Chapter 1 — From Line to Curve: The Leap to Nonlinearity

Why Lines Aren't Enough

Last chapter, we fit a line to linear data. It worked beautifully. But what if the data looks like this?

A line goes up or goes down. It can't go up, then down, then up again. The data has a curve (a sine wave). No matter how hard gradient descent tries, a line will always miss the pattern. The loss will plateau at a high value.

⚠️ This is called "underfitting"

When your model is too simple to capture the structure in your data, it underfits. The loss stays high regardless of training. Adding nonlinearity is how we fix this.

ReLU — The Simplest Curve Builder

The simplest nonlinear function that actually works is called ReLU (Rectified Linear Unit):

fn relu(x: f64) -> f64 {
    if x > 0.0 { x } else { 0.0 }
}

That's it. If the input is positive, pass it through. If negative, clamp to zero. It's a "bent" line — linear on one side, flat on the other.

Alone, ReLU is just a bend. But here's the magic: a sum of many shifted and scaled ReLUs can approximate any curve. Each ReLU creates a "bump" or "corner." Stack enough of them and you get a sine wave, a parabola, or anything in between.

💡 The "LEGO brick" view

Think of ReLU as a LEGO brick. One brick builds a straight step. Two bricks at different positions build a bump. A thousand bricks build a cathedral. Deep learning is just scaling up this same stacking process.

A 2-Layer Network

Here's the architecture. We'll call it a "2-layer network" because there are two parameterised layers between input and output:

// Layer 1:  x → W1 * x + b1 → ReLU → h    (hidden layer, 32 neurons)
// Layer 2:  h → W2 * h + b2 → ŷ             (output layer, 1 neuron)

// Forward pass
fn forward(x: f64, w1: &[f64], b1: &[f64], w2: &[f64], b2: f64) -> f64 {
    let n_hidden = w1.len();

    // Hidden layer: ReLU(W1 * x + b1) for each neuron
    let mut h = vec![0.0; n_hidden];
    for i in 0..n_hidden {
        let z = w1[i] * x + b1[i];
        h[i] = if z > 0.0 { z } else { 0.0 }; // ReLU
    }

    // Output layer: weighted sum of hidden activations
    let mut y_hat = b2;
    for i in 0..n_hidden {
        y_hat += w2[i] * h[i];
    }
    y_hat
}

The total number of knobs: 32 (w1) + 32 (b1) + 32 (w2) + 1 (b2) = 97. Our line-fitter had 2 knobs. We've gone from 2 to 97 — and that's a tiny network.

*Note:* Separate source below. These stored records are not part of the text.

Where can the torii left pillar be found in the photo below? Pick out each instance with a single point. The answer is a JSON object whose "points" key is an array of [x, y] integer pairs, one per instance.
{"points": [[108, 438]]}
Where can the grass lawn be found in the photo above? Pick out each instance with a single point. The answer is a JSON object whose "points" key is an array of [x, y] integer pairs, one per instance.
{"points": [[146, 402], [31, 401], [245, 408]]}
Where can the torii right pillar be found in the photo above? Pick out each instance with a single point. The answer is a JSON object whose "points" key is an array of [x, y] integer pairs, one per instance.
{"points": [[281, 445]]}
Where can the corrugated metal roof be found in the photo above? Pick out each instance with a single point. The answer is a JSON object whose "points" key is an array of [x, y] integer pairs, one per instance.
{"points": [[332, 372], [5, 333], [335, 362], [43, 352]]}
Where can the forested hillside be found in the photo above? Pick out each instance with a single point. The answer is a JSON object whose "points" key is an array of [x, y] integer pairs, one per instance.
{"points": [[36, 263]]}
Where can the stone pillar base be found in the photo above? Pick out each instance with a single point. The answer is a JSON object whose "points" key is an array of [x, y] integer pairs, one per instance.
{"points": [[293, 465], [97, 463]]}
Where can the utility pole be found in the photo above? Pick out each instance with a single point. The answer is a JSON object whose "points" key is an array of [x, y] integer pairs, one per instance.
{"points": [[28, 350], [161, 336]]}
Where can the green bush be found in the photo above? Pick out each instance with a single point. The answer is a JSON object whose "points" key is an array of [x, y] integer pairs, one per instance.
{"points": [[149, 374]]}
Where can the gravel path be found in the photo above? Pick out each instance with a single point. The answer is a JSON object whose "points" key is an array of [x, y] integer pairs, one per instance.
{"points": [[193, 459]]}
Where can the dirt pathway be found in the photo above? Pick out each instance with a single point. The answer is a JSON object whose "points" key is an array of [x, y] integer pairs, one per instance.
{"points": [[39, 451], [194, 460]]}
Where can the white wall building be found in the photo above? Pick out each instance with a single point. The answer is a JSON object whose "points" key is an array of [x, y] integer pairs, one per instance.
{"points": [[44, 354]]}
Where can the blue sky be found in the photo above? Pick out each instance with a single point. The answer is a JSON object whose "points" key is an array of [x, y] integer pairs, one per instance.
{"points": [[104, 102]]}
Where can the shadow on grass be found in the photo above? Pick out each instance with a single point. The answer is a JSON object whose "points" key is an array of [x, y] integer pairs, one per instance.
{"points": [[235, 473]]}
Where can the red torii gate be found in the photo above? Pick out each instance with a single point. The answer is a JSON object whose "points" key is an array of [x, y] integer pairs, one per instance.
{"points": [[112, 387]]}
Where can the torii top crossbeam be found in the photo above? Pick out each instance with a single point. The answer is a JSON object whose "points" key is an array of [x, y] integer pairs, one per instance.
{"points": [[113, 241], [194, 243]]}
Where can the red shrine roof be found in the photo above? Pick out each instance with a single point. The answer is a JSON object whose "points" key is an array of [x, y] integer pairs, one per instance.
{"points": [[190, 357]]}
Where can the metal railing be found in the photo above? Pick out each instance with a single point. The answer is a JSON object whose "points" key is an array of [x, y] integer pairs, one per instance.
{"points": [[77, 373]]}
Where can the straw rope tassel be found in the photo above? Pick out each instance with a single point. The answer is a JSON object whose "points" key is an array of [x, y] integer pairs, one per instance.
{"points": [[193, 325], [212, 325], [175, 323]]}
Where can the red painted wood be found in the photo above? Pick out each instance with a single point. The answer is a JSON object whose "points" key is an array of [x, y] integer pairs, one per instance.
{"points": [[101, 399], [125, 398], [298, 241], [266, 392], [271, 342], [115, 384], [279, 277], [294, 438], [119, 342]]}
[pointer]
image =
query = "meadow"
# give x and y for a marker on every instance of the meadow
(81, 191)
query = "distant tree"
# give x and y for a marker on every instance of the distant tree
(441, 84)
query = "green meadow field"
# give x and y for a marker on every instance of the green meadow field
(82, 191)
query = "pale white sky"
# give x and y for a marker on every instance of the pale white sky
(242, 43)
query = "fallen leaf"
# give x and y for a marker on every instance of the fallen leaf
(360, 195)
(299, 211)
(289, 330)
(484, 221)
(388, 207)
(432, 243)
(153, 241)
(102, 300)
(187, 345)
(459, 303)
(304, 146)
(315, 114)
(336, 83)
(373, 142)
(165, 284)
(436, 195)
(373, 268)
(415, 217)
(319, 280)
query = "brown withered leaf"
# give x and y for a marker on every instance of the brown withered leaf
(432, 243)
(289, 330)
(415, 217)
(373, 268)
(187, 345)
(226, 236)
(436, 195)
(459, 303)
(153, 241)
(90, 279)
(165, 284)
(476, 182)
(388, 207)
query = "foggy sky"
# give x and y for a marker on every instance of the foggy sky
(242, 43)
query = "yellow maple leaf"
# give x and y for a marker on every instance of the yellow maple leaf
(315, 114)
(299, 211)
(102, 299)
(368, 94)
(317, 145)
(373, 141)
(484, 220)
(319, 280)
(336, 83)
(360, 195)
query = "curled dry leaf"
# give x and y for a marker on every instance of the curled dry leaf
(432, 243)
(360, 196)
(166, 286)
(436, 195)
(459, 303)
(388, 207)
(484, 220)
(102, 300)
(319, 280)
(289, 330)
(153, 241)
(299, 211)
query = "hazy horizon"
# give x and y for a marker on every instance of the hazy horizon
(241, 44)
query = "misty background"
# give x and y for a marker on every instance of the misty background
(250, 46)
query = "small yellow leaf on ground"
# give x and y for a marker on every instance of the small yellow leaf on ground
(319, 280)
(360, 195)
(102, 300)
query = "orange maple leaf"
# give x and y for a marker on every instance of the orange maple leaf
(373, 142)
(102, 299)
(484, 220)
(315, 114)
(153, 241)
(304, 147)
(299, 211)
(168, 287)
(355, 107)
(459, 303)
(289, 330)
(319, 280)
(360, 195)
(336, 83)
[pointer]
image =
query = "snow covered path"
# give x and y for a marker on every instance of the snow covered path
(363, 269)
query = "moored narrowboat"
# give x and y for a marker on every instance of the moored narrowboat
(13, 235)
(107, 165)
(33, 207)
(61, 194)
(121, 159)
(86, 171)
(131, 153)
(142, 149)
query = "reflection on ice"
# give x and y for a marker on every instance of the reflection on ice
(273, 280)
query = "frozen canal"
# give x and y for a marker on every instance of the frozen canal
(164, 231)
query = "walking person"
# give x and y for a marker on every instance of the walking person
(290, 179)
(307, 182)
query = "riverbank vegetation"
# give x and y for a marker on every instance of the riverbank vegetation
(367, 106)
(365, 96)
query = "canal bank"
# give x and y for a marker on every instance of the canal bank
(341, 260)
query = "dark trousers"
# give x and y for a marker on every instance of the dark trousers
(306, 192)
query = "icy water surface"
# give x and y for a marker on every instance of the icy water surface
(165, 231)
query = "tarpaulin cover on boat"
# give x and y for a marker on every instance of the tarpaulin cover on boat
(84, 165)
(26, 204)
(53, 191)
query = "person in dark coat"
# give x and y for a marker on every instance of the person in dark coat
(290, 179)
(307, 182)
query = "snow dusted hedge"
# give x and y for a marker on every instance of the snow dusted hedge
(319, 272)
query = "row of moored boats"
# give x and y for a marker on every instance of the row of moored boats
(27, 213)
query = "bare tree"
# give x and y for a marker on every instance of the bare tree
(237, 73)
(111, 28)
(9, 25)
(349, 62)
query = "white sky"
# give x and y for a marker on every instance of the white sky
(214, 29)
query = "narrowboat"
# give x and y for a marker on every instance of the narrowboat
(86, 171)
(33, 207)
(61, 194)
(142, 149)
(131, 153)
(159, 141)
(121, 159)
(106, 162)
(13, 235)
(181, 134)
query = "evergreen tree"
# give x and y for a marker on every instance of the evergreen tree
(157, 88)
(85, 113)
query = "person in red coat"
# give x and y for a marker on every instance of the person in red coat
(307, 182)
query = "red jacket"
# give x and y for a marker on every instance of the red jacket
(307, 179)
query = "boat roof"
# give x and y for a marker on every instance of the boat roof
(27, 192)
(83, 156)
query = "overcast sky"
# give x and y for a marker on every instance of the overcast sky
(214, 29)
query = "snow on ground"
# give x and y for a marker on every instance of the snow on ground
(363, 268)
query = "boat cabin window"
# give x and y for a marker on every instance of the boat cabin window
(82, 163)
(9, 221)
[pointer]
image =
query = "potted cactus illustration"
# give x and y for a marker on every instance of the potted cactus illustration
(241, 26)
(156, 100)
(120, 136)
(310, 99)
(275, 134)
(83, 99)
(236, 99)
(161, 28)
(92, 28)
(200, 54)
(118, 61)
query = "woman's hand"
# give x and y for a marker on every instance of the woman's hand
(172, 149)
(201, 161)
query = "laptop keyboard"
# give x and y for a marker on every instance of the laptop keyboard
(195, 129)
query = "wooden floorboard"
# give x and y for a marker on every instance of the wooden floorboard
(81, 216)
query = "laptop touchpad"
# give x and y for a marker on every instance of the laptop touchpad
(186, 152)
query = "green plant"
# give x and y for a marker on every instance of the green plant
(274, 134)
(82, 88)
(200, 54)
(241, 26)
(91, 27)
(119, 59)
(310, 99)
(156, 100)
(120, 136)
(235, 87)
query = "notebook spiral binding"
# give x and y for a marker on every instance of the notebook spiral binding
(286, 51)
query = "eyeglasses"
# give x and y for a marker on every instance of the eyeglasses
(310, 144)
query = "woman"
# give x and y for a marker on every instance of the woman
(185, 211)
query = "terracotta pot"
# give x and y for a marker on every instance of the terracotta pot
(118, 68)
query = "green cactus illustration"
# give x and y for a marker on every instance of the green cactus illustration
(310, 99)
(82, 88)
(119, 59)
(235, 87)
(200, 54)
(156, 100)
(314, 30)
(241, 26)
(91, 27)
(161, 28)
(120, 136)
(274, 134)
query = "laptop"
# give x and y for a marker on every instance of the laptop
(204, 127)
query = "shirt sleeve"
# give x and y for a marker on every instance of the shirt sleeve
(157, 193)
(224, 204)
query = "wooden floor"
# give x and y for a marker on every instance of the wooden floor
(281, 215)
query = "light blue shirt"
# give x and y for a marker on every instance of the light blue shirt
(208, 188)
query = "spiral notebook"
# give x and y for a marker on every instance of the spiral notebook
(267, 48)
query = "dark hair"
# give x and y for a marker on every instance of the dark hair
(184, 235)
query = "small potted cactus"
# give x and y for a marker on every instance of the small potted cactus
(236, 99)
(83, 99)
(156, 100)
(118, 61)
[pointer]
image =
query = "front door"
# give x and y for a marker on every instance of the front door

Putting It Together — Fit a Sine Wave

The full program: generate sine wave data, build a 2-layer network with 32 hidden neurons, and train it with gradient descent — computing gradients manually for each of the 97 parameters.

src/main.rs — training loop

fn main() {
    // --- Generate sine wave data ---
    let n = 200;
    let mut xs: Vec<f64> = Vec::with_capacity(n);
    let mut ys: Vec<f64> = Vec::with_capacity(n);
    let mut rng = XorShift64::new(42);

    for i in 0..n {
        let x = (i as f64 / n as f64) * 4.0 * std::f64::consts::PI; // [0, 4π)
        let noise = (rng.next_f64() - 0.5) * 0.3;
        let y = x.sin() + noise;
        xs.push(x);
        ys.push(y);
    }

    // --- Initialise parameters (97 knobs) ---
    let n_hidden = 32;
    let mut w1: Vec = (0..n_hidden).map(|_| rng.next_f64() * 2.0 - 1.0).collect();
    let mut b1: Vec = (0..n_hidden).map(|_| rng.next_f64() * 2.0 - 1.0).collect();
    let mut w2: Vec = (0..n_hidden).map(|_| rng.next_f64() * 2.0 - 1.0).collect();
    let mut b2: f64 = 0.0;

    let lr = 0.01;

    // --- Training ---
    for step in 0..5000 {
        // Gradients
        let mut dw1 = vec![0.0; n_hidden];
        let mut db1 = vec![0.0; n_hidden];
        let mut dw2 = vec![0.0; n_hidden];
        let mut db2 = 0.0;

        for i in 0..n {
            let x = xs[i];
            let y_true = ys[i];

            // Forward pass (also store h for backward)
            let mut h = vec![0.0; n_hidden];
            let mut zs = vec![0.0; n_hidden];
            for j in 0..n_hidden {
                zs[j] = w1[j] * x + b1[j];
                h[j] = if zs[j] > 0.0 { zs[j] } else { 0.0 }; // ReLU
            }
            let y_pred = w2.iter().zip(&h).map(|(w, h)| w * h).sum::() + b2;

            let error = y_pred - y_true;

            // Gradients for output layer
            db2 += 2.0 * error;
            for j in 0..n_hidden {
                dw2[j] += 2.0 * error * h[j];
            }

            // Gradients for hidden layer (backprop through ReLU)
            for j in 0..n_hidden {
                let relu_grad = if zs[j] > 0.0 { 1.0 } else { 0.0 };
                let dhidden = 2.0 * error * w2[j] * relu_grad;
                dw1[j] += dhidden * x;
                db1[j] += dhidden;
            }
        }

        // Average and update
        let nf = n as f64;
        for j in 0..n_hidden {
            w1[j] -= lr * dw1[j] / nf;
            b1[j] -= lr * db1[j] / nf;
            w2[j] -= lr * dw2[j] / nf;
        }
        b2 -= lr * db2 / nf;

        // Print loss every 500 steps
        if step % 500 == 0 {
            let loss = (0..n).map(|i| {
                let y_pred = forward(xs[i], &w1, &b1, &w2, b2);
                let e = y_pred - ys[i];
                e * e
            }).sum::() / n as f64;
            println!("step {:>4} | MSE: {:.6}", step, loss);
        }
    }
}

When you run it, you should see the MSE drop from around 0.5 (a bad sine fit) to about 0.01 (a good sine fit). The network learns the oscillation pattern despite never being told "this is a sine wave."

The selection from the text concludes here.